Es muy difícil, por no decir imposible, encontrar unos Juegos Olímpicos que hayan marcado tanto el deporte mundial como lo hicieron los de México-68, que ayer cumplieron los 50 años de su ceremonia inaugural. Aquel mismo día, con la ascensión de la atleta Enriqueta Basilio al pebetero como portadora del último relevo de la llama olímpica, ya se rompió una tradición, puesto que nunca hasta entonces se había destinado esa función a una mujer.

Los Juegos de México rompieron muchos de los esquemas vigentes hasta aquel momento y supusieron una auténtica revolución, acorde con los tiempos agitados que se vivían. No estaba lejos en el tiempo el mayo francés, la Primavera de Praga con la subsiguiente invasión soviética de Checoslovaquia, los asesinatos de Martin Luther King y Robert Kennedy, ni los efectos de la Guerra del Vietnam.

Pasaron cosas casi sobrenaturales en la altitud de México, esos 2.240 metros sobre el nivel del mar que propiciaron marcas estratosféricas.

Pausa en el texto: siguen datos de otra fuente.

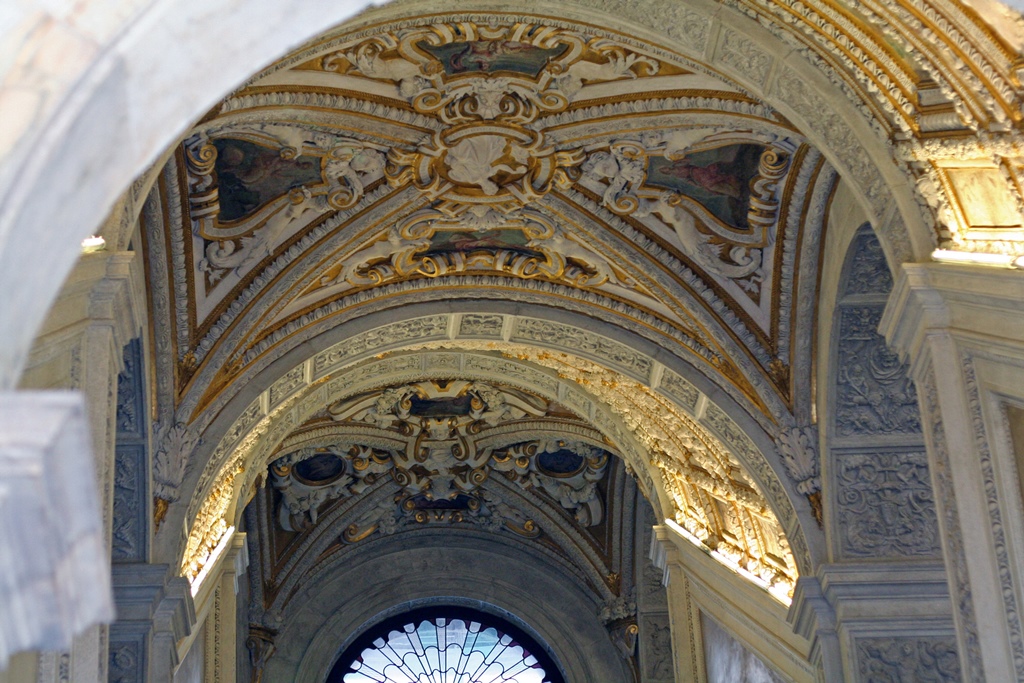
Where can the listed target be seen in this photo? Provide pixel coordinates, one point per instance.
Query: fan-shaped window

Los Juegos de México-68 fueron los del estratosférico salto de 8,90 en longitud de Bob Beamon, que superó el récord del mundo... por 55 centímetos. Fueron los Juegos de su compatriota Dick Fosbury, que provocó la sorpresa al saltar de espaldas en altura, instituyendo el llamado ‘fosbury flop’ que enterró el rodillo ventral y los del estreno del cronometraje electrónico.

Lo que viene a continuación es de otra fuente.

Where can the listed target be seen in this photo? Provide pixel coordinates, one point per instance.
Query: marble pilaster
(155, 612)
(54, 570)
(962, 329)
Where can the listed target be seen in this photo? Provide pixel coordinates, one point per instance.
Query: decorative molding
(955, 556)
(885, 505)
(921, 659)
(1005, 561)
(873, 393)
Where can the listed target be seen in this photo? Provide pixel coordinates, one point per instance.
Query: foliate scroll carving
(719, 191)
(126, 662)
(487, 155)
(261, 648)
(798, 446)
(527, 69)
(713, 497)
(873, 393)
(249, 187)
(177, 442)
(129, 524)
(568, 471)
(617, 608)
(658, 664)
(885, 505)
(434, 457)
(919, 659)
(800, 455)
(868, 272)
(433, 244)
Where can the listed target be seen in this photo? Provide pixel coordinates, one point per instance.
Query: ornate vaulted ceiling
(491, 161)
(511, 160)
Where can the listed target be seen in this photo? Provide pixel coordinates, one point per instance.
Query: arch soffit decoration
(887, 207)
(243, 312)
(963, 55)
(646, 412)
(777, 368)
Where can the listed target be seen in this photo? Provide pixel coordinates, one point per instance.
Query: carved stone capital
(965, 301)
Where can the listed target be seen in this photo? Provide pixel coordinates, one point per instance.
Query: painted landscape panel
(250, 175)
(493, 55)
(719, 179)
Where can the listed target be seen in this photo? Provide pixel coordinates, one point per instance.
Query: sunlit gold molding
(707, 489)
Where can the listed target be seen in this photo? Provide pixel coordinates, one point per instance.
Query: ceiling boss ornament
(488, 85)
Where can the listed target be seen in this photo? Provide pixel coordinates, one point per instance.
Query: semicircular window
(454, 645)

También fueron los de México los Juegos del primer oro africano, el de Kipchoge Keino.

Una de las imágenes icónicas fue ese podio de 200 metros con Tommie Smith y John Carlos con una mano enguantada en negro en señal del Blak Power que reivindicaba una igualdad racial.

En México, España por última vez no ganó ninguna medalla.